46icon.gif (3991 bytes) “A gateway to where?”

To learn that marijuana is considered a gateway drug and what that means.

Marijuana is considered one of the three gateway drugs. The other two are alcohol and tobacco. These three are considered gateway drugs because they are readily accessed and the use of them often leads to involvement with more harmful drugs and the situations where these more dangerous drugs are found.

Although these three gateway drugs are illegal for use by this age group, they may be accessible because, at least in the case of tobacco and alcohol, they are readily used in society and often by parents and older siblings. Many adults do not realize it, but marijuana is also easily accessible and is used by older siblings and some parents of students of this age. Students in surveys often report that their first experience with alcohol was finishing a glass of wine left on the dinner table by a parent. Marijuana may in fact be a drug that an older sibling encourages a younger one to try, believing it is not really harmful and mitigating his or her own guilt by having a younger sibling use it. The facts are very clear. When an individual starts using one drug, he/she is likely to try other drugs ones that may be more harmful, more addictive, and put the user in more danger. The younger a person starts using any drug the more likely that it will become a problem and other drug usage will follow.

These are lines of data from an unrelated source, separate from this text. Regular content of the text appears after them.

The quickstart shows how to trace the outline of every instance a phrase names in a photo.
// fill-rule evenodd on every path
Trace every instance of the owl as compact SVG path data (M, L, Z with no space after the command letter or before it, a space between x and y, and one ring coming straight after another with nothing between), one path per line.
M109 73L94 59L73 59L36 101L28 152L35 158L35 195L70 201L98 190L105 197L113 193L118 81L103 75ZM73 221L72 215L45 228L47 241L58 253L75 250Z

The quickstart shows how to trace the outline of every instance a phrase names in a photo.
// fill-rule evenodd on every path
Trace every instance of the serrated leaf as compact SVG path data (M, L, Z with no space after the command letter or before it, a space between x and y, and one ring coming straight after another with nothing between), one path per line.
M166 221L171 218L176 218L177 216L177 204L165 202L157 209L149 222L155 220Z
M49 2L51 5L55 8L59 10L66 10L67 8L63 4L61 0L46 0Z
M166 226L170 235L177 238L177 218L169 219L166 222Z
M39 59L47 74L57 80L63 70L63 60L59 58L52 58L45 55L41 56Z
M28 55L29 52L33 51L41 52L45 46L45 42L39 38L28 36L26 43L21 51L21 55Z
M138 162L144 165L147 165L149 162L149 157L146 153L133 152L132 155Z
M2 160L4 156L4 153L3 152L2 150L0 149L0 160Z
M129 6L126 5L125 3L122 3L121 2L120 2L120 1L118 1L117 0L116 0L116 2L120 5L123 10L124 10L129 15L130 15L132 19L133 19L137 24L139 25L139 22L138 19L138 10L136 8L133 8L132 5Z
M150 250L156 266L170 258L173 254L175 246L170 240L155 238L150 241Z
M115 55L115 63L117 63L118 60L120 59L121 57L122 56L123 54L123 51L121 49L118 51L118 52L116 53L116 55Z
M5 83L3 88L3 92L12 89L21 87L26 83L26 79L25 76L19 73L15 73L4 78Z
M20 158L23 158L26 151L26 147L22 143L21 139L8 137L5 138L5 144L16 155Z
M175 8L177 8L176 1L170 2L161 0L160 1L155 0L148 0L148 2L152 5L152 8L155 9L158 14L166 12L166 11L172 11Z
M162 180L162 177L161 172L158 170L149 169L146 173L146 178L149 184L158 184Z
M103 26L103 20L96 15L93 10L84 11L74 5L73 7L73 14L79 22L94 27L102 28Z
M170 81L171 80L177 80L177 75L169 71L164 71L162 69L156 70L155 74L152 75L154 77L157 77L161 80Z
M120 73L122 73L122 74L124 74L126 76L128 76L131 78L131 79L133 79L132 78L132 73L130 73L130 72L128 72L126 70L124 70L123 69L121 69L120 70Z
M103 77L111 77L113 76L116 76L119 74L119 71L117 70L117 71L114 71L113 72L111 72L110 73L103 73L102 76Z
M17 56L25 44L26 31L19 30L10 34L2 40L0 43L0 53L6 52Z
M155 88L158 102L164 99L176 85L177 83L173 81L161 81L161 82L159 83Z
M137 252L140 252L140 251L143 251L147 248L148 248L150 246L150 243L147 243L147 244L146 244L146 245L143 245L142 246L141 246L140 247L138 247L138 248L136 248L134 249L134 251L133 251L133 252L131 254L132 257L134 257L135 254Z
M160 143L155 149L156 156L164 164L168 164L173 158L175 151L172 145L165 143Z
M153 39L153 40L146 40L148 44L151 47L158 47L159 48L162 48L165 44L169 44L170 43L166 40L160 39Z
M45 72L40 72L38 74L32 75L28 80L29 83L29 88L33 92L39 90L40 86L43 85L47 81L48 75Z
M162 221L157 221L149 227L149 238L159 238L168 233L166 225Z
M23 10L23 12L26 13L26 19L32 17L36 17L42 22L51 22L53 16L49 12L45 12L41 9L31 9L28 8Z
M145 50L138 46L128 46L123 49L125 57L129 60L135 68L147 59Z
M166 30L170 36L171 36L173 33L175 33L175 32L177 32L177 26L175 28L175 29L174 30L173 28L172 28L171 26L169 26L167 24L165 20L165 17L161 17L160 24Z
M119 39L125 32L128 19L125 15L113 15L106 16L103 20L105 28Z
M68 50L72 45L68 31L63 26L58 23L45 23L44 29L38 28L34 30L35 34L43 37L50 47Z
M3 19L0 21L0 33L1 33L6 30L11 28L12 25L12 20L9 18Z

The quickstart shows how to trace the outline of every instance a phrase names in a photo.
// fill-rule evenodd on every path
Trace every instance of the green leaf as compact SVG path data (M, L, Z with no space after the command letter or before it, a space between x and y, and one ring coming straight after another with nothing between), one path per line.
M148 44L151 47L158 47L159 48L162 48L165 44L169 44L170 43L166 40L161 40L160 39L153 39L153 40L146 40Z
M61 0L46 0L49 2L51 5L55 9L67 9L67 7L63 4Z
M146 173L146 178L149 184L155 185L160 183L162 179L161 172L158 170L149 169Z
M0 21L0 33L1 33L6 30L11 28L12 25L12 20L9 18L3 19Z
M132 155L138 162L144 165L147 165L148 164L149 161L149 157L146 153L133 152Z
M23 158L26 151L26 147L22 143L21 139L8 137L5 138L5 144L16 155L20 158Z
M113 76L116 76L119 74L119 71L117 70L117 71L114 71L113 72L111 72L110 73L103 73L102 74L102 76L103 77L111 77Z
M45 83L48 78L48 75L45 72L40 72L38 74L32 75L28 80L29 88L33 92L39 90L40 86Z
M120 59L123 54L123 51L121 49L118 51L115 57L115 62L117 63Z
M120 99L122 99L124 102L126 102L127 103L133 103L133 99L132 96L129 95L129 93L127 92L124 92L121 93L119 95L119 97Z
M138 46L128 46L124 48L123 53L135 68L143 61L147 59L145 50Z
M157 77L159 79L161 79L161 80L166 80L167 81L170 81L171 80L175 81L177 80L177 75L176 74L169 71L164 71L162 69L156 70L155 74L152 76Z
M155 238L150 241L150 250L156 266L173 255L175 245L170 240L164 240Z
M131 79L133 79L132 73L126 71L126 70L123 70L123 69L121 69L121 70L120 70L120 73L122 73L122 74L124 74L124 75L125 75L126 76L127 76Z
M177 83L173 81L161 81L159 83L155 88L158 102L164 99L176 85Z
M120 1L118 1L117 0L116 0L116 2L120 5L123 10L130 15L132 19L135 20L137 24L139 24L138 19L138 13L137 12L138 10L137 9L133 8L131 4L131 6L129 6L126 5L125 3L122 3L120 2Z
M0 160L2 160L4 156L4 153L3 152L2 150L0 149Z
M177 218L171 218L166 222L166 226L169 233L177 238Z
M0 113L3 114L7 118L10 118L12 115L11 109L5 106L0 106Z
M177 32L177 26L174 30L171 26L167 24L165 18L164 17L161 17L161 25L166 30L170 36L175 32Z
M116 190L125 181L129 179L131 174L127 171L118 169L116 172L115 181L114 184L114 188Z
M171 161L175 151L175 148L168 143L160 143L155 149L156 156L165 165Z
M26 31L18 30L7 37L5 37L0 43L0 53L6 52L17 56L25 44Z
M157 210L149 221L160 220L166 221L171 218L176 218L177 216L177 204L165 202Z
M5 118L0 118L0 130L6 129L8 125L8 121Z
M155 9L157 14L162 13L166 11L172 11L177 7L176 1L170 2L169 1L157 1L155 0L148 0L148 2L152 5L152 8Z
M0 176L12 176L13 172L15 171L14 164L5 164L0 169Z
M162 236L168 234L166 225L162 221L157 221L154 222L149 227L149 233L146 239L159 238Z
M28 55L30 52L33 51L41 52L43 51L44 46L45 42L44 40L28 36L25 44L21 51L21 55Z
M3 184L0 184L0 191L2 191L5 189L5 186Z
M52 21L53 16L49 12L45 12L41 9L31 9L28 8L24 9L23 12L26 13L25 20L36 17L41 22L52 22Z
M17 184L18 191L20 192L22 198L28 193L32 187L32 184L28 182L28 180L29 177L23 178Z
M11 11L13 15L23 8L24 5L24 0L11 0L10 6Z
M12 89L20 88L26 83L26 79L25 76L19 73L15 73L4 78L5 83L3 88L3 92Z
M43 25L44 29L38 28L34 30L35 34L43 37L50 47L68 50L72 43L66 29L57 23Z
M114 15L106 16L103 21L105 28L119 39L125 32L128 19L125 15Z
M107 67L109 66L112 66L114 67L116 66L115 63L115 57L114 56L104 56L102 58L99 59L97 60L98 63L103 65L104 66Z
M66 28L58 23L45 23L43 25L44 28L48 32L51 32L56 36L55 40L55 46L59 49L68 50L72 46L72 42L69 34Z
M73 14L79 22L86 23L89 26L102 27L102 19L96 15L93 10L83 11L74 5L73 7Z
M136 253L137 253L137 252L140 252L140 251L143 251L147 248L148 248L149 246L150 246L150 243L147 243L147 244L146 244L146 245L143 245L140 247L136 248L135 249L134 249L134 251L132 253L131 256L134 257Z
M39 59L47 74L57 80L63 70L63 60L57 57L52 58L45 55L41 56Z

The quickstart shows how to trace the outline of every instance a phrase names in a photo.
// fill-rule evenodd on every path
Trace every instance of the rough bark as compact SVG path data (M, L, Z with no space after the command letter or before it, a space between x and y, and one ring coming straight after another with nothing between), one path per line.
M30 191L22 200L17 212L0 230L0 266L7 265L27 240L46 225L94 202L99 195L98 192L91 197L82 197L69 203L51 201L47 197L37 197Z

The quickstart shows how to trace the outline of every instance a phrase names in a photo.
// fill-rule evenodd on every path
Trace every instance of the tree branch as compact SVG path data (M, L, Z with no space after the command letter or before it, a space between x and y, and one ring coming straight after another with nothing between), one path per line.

Fourth to sixth grade students can understand the concept of a gateway. It is an opening that can lead in many directions and from which many paths emerge. Making responsible decisions about which path to choose is important and requires knowledge, skill, and strength. Students of this age are very interested in “Horatio Alger” type stories in which the hero overcame odds or chose a particular path that led him/her to greatness. Gateways are placed before all of us regularly. It is important that we see them as passageways with the potential to take us in positive or negative directions. The opportunity to use tobacco, alcohol, or marijuana presents us with such a gateway.

Poster board, paper, crayons or colored marker, access to a library or a collection of library books in the classroom.

Teacher tips
Students can be very interested and excited about how famous athletes, movie stars, politicians overcame the odds and made good decisions about the gateways in their lives. It is important for them to understand that they can do likewise. Thus, during this lesson, teachers need to be particularly sensitive to students making beginning steps toward taking charge of their lives and reward them for these beginning steps. To remain drug free throughout adolescence, it is very important that they begin setting realistic goals for themselves and have the skill to deal with being confronted with the possibility of using one of the gateway drugs.

As a warm-up to this lesson, have each student depict a gateway on paper or poster board with crayons or colored markers. Leading from each gateway should be paths that describe directions each student’s life could take. These posters should be displayed and the messages from them shared with each member of the class. For the longer-term, have the students select a library biography book chronicling the life of a person who overcame adversity by choosing an appropriate path out of the gateway. Have them discuss what the adversity was and what decisions were made to overcome it. Students should be encouraged to talk with their parents about gateways in their lives and how they handled them successfully.